We hope that you find this tool helpful in your scientific endeavors!
### pre-compiled binary for Linux
wget https://github.com/jianshu93/lash/releases/download/v0.1.4/lash_Linux_x86-64_v0.1.4.zip
unzip lash_Linux_x86-64_v0.1.4.zip
chomd a+x ./lash
./lash -h
### Install from cargo, install cargo first here: https://rustup.rs, cargo will be installed by default
cargo install lash-rs
### compiling from source
git clone https://github.com/jianshu93/lash
cd lash
cargo build --release
./target/release/lash -h
$ lash -h
Fast and Memory Efficient (Meta)genome Sketching via HyperLogLog, HyperMinhash and UltraLogLog
Usage: lash [COMMAND]
Commands:
sketch Sketches genomes and serializes them, sketches are compressed
dist Computes distance between sketches
help Print this message or the help of the given subcommand(s)
Options:
-h, --help Print help
-V, --version Print version
$ lash sketch -h
************** initializing logger *****************
Sketches genomes and serializes them, sketches are compressed
Usage: lash sketch [OPTIONS] --file <file>
Options:
-f, --file <file> One file containing list of FASTA/FASTQ files (.gz/.bz2/.zstd supported), one per line. File must be UTF-8.
-o, --output <output> Input a prefix/name for your output files [default: sketch]
-k, --kmer <kmer_length> Length of the kmer [default: 16]
-t, --threads <threads> Number of threads to use, default to all logical cores
-a, --algorithm <algorithm> Which algorithm to use: HyperMinHash (hmh), UltraLogLog (ull), or HyperLogLog (hll) [default: hmh]
-p, --precision <precision> Specifiy precision, for ull and hll only. [default: 10]

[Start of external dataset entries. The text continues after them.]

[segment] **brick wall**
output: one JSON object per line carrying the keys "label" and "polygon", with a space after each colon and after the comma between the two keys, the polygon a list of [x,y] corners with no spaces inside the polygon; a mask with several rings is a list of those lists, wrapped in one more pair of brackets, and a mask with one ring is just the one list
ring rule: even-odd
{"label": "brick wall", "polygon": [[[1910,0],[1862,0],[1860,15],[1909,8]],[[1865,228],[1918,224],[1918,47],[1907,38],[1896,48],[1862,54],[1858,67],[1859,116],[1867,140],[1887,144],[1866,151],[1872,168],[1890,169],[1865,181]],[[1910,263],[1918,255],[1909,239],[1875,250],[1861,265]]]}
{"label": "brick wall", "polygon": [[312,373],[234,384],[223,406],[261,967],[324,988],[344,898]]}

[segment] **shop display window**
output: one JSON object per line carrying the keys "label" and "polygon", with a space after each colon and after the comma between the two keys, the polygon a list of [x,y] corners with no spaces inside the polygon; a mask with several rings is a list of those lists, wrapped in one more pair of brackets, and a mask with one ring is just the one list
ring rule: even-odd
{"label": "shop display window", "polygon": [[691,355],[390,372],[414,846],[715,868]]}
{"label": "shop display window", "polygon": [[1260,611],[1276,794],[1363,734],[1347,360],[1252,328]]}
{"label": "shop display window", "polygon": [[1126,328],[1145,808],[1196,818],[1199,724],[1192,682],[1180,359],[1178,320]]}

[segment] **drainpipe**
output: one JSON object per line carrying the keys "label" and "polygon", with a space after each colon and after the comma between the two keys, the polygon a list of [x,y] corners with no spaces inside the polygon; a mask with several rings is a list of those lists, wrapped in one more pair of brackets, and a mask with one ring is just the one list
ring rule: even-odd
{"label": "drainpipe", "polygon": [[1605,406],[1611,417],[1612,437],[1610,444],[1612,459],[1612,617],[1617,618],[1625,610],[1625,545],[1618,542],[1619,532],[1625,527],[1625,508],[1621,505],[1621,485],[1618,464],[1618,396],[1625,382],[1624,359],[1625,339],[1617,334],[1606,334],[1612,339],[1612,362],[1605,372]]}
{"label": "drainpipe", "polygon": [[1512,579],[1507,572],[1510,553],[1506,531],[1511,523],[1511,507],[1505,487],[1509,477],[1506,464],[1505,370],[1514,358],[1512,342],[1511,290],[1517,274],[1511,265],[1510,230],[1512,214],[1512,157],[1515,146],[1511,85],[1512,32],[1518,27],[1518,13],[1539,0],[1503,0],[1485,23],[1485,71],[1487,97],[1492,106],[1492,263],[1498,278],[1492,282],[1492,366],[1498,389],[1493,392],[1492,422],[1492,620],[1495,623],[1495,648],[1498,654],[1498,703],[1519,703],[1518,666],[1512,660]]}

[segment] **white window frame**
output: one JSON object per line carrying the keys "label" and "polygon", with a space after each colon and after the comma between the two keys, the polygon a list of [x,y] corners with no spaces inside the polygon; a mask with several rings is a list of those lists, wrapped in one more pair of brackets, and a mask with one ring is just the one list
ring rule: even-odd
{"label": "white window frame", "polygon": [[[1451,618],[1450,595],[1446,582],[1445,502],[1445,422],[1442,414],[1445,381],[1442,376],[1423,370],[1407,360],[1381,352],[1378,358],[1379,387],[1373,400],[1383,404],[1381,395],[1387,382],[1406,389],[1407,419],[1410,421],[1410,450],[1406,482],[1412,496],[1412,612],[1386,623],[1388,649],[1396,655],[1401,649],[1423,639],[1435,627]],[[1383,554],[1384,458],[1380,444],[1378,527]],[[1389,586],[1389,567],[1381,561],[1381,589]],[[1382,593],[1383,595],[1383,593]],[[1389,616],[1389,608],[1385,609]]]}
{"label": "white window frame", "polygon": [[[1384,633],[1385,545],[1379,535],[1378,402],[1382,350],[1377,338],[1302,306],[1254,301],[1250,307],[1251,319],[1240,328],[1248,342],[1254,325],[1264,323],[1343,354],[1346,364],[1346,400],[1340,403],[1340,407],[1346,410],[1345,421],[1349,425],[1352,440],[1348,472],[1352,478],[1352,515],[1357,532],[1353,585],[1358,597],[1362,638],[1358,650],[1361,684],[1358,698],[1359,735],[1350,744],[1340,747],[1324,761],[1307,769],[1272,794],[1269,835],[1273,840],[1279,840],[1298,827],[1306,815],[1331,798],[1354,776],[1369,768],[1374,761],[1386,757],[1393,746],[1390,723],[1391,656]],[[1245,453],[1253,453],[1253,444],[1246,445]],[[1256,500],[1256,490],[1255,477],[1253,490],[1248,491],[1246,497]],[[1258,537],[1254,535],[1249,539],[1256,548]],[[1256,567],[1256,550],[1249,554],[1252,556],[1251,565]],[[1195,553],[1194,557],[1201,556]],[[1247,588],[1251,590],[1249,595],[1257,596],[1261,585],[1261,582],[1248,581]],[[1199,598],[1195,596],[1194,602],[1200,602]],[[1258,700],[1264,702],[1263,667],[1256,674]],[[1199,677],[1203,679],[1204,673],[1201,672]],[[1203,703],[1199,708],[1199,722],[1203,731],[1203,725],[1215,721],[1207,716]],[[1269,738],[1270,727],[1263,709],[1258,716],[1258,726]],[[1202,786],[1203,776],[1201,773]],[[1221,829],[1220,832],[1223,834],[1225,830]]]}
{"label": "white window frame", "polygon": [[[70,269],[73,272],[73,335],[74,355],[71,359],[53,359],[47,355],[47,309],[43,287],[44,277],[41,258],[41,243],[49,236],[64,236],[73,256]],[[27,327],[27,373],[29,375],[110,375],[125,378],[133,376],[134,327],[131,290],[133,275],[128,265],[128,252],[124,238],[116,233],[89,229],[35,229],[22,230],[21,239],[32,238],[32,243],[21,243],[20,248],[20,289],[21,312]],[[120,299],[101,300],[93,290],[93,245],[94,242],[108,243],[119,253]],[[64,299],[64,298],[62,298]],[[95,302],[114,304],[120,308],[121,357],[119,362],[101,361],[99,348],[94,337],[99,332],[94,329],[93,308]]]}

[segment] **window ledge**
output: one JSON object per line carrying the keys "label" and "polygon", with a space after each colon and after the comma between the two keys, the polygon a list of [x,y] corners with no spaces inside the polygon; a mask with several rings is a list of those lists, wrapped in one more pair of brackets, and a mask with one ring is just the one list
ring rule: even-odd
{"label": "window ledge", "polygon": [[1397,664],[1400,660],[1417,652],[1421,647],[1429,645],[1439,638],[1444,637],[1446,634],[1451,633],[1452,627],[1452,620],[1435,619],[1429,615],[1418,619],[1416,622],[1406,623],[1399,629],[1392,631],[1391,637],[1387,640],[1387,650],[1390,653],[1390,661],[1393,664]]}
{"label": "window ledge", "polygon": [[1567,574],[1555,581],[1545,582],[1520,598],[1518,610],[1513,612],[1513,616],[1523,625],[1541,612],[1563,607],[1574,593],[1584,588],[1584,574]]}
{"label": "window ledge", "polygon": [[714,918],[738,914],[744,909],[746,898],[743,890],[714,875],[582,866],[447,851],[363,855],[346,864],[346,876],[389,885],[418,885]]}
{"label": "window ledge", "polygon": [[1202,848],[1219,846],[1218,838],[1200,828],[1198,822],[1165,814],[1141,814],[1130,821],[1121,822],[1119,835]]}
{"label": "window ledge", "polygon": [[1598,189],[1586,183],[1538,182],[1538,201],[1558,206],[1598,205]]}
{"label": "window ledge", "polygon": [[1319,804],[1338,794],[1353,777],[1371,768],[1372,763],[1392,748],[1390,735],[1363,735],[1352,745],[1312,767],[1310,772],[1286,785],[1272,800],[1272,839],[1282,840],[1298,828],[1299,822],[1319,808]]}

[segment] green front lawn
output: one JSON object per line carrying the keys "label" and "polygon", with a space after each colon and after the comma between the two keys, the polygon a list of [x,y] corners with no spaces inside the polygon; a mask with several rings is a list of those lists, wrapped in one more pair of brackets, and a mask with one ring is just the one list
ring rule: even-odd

-s, --seed <seed> Random seed [default: 42]
-h, --help Print help
$ ./lash dist -h
************** initializing logger *****************
Computes distance between sketches
Usage: lash dist [OPTIONS] --query <query> --reference <reference>
Options:
-q, --query <query> Prefix to search for query genome files
-r, --reference <reference> Prefix to search for reference genome files
-o, --output_file <output_file> Name of output file to write results [default: dist.txt]
-t, --threads <threads> Number of threads to use, default to all logical cores
-e, --estimator <estimator> Specify estimator (fgra or ml), for ull only [default: fgra]
-h, --help Print helpls ./data/*.fasta > query_list_strep.txt
ls ./data/*.fasta > ref_list_strep.txt
lash sketch --query_file ./query_list_strep.txt -r ref_list_strep.txt -k 16 -o skh
lash dist -q ./skh -r ./skh -t 8 -o dist
Output format is the same with Mash/BinDash, first column query, second column reference name, third column Mash distance
- Yu YW, Weber GM. Hyperminhash: Minhash in loglog space. IEEE Transactions on Knowledge and Data Engineering. 2020 Mar 17;34(1):328-39.
- Flajolet P, Fusy É, Gandouet O, Meunier F. HyperLogLog: the analysis of a near-optimal cardinality estimation algorithm. Discrete Mathematics & Theoretical Computer Science, Proceedings of the 2007 Conference on Analysis of Algorithms (AofA 07). 2007;AH:127–46.
- Ertl O. UltraLogLog: A Practical and More Space-Efficient Alternative to HyperLogLog for Approximate Distinct Counting. Proceedings of the VLDB Endowment. 2024 March 1;17(7):1655-1668.